Politics

Stalemate: Senators from both sides cross party lines to vote against their own leadership on spending

Chris Moody Contributor

Three Republican senators from the Tea Party Caucus — Jim DeMint of South Carolina, Rand Paul of Kentucky and Mike Lee of Utah — joined a unanimous block of Democrats to kill a House budget plan with $61 billion in cuts. Then, just moments later, 11 Senate Democrats helped block their own leadership’s proposal.

In what is largely being seen as a symbolic act, Senate Majority Leader Harry Reid held two votes Wednesday night to test the waters on the parties’ competing proposals to fund the government through the fiscal year. House Republicans voted last month to cut $61 billion from the budget, and Democrats countered with $6.5 billion in cuts.

Neither party could find a majority in the Senate to join them, let alone the 60 votes needed to pass their preferred spending levels.

For Tea Party-backed Republicans, DeMint said they wanted to “send a signal” on spending.
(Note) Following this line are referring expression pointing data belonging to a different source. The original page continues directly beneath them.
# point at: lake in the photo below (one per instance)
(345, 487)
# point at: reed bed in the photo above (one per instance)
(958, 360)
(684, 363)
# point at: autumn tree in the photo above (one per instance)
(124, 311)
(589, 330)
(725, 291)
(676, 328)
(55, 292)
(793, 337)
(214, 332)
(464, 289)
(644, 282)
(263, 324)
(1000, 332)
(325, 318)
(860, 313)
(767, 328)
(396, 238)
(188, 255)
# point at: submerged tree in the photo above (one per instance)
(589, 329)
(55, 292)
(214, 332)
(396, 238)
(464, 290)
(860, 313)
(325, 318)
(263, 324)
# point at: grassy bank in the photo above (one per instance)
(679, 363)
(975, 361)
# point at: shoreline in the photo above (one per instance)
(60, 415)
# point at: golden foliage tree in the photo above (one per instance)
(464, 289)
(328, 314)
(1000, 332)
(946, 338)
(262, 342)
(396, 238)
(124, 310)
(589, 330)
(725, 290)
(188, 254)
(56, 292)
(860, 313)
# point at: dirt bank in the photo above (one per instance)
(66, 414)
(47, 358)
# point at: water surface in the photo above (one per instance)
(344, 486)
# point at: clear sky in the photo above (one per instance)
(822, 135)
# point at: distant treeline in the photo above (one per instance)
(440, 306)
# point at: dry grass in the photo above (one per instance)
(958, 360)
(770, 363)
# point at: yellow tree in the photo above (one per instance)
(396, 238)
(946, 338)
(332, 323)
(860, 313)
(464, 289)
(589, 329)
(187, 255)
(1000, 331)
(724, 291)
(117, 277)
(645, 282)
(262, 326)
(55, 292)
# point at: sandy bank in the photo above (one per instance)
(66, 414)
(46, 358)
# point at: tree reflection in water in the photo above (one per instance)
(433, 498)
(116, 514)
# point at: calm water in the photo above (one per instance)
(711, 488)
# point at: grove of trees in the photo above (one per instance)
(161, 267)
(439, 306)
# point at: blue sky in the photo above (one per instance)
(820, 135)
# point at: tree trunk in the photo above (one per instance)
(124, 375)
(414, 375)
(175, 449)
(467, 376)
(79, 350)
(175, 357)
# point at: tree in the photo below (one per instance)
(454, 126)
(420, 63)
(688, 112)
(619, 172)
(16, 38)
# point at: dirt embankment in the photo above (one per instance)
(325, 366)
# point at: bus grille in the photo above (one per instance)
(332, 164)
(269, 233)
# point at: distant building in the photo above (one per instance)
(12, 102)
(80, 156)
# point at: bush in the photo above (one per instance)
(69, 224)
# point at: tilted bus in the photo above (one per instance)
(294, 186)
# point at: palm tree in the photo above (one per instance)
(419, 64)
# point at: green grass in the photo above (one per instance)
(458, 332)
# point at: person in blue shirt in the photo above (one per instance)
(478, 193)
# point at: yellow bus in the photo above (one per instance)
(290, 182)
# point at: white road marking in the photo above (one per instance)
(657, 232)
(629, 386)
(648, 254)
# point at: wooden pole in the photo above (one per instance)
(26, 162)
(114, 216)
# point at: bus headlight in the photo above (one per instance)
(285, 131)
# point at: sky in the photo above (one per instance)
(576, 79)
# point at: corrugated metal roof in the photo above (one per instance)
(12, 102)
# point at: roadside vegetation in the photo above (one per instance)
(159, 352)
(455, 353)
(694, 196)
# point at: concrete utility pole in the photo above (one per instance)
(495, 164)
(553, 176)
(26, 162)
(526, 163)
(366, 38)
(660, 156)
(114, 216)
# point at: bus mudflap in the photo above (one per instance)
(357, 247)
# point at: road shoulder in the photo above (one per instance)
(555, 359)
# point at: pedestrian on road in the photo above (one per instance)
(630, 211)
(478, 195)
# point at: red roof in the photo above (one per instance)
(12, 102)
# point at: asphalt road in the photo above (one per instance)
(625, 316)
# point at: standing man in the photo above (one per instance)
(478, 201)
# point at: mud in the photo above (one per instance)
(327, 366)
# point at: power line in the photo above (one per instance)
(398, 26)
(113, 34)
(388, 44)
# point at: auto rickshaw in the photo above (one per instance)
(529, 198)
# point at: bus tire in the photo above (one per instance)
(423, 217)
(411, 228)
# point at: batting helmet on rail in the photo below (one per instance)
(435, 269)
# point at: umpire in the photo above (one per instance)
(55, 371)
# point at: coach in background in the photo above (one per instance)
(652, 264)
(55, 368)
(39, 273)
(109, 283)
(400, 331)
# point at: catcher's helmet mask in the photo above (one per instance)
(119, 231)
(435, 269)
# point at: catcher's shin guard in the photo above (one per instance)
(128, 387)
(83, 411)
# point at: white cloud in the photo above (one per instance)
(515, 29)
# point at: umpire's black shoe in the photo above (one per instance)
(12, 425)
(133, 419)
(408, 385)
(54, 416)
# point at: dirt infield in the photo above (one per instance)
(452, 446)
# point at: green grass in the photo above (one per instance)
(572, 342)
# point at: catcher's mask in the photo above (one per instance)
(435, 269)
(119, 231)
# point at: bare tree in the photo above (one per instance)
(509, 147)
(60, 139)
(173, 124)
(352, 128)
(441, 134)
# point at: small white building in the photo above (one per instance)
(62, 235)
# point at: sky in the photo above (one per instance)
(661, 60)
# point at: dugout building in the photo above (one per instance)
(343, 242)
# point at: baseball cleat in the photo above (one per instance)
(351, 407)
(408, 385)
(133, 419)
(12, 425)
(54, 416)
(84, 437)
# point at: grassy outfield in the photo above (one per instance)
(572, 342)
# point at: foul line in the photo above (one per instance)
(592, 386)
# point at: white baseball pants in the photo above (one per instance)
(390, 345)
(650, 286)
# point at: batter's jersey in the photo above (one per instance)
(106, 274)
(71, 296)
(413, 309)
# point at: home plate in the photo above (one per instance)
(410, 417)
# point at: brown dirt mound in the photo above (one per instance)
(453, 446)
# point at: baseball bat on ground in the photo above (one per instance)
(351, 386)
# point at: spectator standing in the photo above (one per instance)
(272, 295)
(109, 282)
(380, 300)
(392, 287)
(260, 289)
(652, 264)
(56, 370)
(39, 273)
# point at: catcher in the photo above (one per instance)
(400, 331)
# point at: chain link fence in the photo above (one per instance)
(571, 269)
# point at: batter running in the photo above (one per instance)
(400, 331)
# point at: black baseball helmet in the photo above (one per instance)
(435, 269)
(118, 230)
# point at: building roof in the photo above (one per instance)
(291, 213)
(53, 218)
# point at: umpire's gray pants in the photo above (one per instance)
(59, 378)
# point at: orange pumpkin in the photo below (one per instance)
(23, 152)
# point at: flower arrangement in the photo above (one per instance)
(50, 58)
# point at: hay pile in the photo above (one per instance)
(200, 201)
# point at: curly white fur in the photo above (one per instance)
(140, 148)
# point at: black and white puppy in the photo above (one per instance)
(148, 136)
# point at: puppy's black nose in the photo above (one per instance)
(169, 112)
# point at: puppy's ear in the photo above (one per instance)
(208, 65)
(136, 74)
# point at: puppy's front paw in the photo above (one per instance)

He would not comment, however, on whether he would have voted against the GOP proposal if he knew Republican unity would have passed the bill.

“Some of us just wanted to send a signal to say ‘folks, we’re not even close to where we need to be,'” DeMint said after the vote. “We need to take this more urgently, and I’m afraid the whole culture of this place lowers your expectations.”

In statements released after the vote, Lee and Paul both took the time to knock the House GOP proposal, saying it was not serious enough to have any meaningful impact on the nation’s debt.

“If you think of our annual deficit as a football field, the Democrat proposal moves the ball just over half a yard toward the goal line.  The Republican proposal moves it just three and a half yards,” Lee said.

“If we were to adopt the president’s approach, we would have $1.65 trillion deficit in one year. If we were to adopt the House approach, we’re going to have a $1.55 trillion deficit in one year,” Paul said.

The 11 Democrats who voted against their own party’s leadership had similar concerns that the proposal didn’t go far enough. (But signaled that the Republicans went too far.) Nebraska Sen. Ben Nelson said he “wants to get closer to the $50 billion range in cuts.”

With the battle lines drawn, negotiations between the House, Senate and White House will probably require more time than the nine days left of government funding allotted by the last stopgap measure. That will mean both parities will have to find yet another short-term agreement on how to fund the government for another two weeks, which Republicans have said they are open to as long as it contains more cuts.

In the meantime, the negotiations with the White House will continue.